Portugal’s capital city beckons honeymooners to explore its unique and vibrant culture

Photo: Melissa Varnadoe

Spanning the seven hills on the bank of the Tagus River, Lisbon is more than just another charming European city. Picturesque and wrought with cobblestone streets and magnificent buildings and monuments, its laidback yet fun-loving culture truly sets it apart and makes it an ideal place to steal away after your nuptials.

Spring and summer are the best times to visit although you should expect larger crowds and lower availability. This is especially true in August when most other Europeans are flocking to the city and shores. Being one of Europe’s warmest countries the winter months can be mild, but also rainy.


Portugal became the eighth country in the world and the sixth in Europe to legally recognize gay marriage in 2010. Lisbon has a very visible gay scene with a host of bars, restaurants and clubs catering to the LGBT community.


Sheraton Lisboa Hotel & Spa High style meets comfort in this ultra modern Lisbon hotel. The friendly staff is always on hand and ready with recommendations for sights, restaurants, tours and shopping. Visit the Spirito Spa for a couple’s massage, or head upstairs to the Panorama Restaurant and Bar for sweeping views of the city. Located in the business district just 15 minutes from the airport and within easy walking distance to most major attractions, the Sheraton Lisboa’s location makes it ideal for both exploring and getting away from it all.


Canoodle over candlelight and be swept away by the poignant Fado performed nightly at O Faia in the Barrio Alto. For more than 50 years, this deliciously intimate restaurant has been offering traditional Portuguese cuisine and showcasing some of the most famous Fado performers in Lisbon.

Ask a local where to sample the famous Portuguese rotisserie chicken with spicy piri-piri sauce, and you’ll more than likely be on your way to Bom Jardin. Head there for a perfectly Portuguese lunch of chicken, fries and ice cold Super Bocks. Just follow the alluring aroma of the roasting to their door near the Praça dos Restauradores.

High above in the hills of Alfama, you find Farol de Santa Luzia. Housed in a building dating back to the 18th century, this is an ideal place to be introduced to Lisbon’s bountiful seafood cuisine. The delectable shrimp dish, açorda de gambas, is just one of the menu’s many highlights.

Photo:Melissa Varnadoe


You won’t need a translator to understand the passion and longing expressed in the mournful songs of Fado. A visit to a Fado house to hear this beloved Portuguese folk music is a must for your visit.

Start walking: The best way to get a feel for the city and to take in many of its most famous landmarks is through walking the streets. You can join one of the many walking tours available, or just grab a map and make your own way through the winding streets of the interesting Almafa neighborhood, around the Obelisk in Restauradores Square, to the Elevador de Santa Justa for a quick ride up to the chic neighborhood of Chiado, through the neoclassical buildings in Rossio Square to the former entrance to the city at the square of Praça do Comércio or up to the citadel at Castelo de Sao for a breathtaking view of the city.
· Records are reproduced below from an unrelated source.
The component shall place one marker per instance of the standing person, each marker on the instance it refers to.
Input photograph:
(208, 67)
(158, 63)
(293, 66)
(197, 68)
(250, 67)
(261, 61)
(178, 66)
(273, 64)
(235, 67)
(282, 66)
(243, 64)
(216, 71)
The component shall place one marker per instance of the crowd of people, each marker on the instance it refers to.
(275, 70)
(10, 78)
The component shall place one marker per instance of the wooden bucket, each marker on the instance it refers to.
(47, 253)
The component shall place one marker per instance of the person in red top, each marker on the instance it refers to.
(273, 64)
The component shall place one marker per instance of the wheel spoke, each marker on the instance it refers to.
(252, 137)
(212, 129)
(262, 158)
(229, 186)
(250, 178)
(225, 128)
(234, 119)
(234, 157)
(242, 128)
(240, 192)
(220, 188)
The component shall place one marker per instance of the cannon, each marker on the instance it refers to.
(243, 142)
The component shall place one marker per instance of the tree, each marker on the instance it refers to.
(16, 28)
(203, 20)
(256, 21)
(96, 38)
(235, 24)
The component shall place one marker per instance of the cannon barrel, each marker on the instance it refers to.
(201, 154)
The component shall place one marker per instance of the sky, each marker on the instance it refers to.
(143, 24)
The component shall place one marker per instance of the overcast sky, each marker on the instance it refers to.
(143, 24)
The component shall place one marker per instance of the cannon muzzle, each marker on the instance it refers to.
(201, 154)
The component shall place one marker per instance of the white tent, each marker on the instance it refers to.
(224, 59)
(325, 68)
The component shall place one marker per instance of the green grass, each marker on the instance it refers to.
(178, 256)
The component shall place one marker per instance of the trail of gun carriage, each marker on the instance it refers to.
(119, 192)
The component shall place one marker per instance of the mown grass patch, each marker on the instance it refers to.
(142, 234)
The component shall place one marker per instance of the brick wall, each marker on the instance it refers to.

Barrio Alto: Brimming with cafes, bars, Fado houses and late-night clubs this neighborhood used to be the most desirable place to live in all of Lisbon. Today it remains one of the most charming neighborhoods in Lisbon and home to many gay-friendly establishments.

Belem: History buffs won’t want to miss the Torre de Belem or the Mosteiro dos Jerominos, both built during the country’s great Age of Discovery. The Monument to the Discoveries has a prominent place on the waterfront in Belem where the Portuguese mariners set off for their grand explorations.

Sintra: Once the place of nobleman and royal summer retreats, make your way to this nearby village to explore shops and galleries in its maze of tiny streets. While there, be sure to tour the Palaciao Nacional de Sintra, the Moorish-influenced palace with huge conical chimneys that sits at the center of town. If you can’t get enough of palaces, head up the nearby hill to the Palacio da Penas. Deemed Portugal’s “fairy-tale castle,” it stood forgotten and frozen in time for many years before becoming a tourist attraction. Set deep within a magnificently wooded park, the castle features an assortment of architectural styles and a wealth of personal affects that enhance its beauty and mystique.

Cascais: Take a day trip out to this fashionable resort town to bask in the glorious Portuguese sun and dine at one of the many seaside restaurants. The nearby Estoril Casino is a great place to try your luck or catch a live show.

Photo: Melissa Varnadoe


Romance, culture, and European wining and dining.


4-7 days would be ideal to explore Lisbon and have time to see some of the surrounding areas.


Portuguese speak Portuguese. Unless you’re a native Spanish speaker, it is better to go with English when dealing with locals. The Portuguese are a proud people and can sometimes be offended when confusing their language with that of neighboring Spain. They are, however, always happy to teach you a few phrases in their native tongue.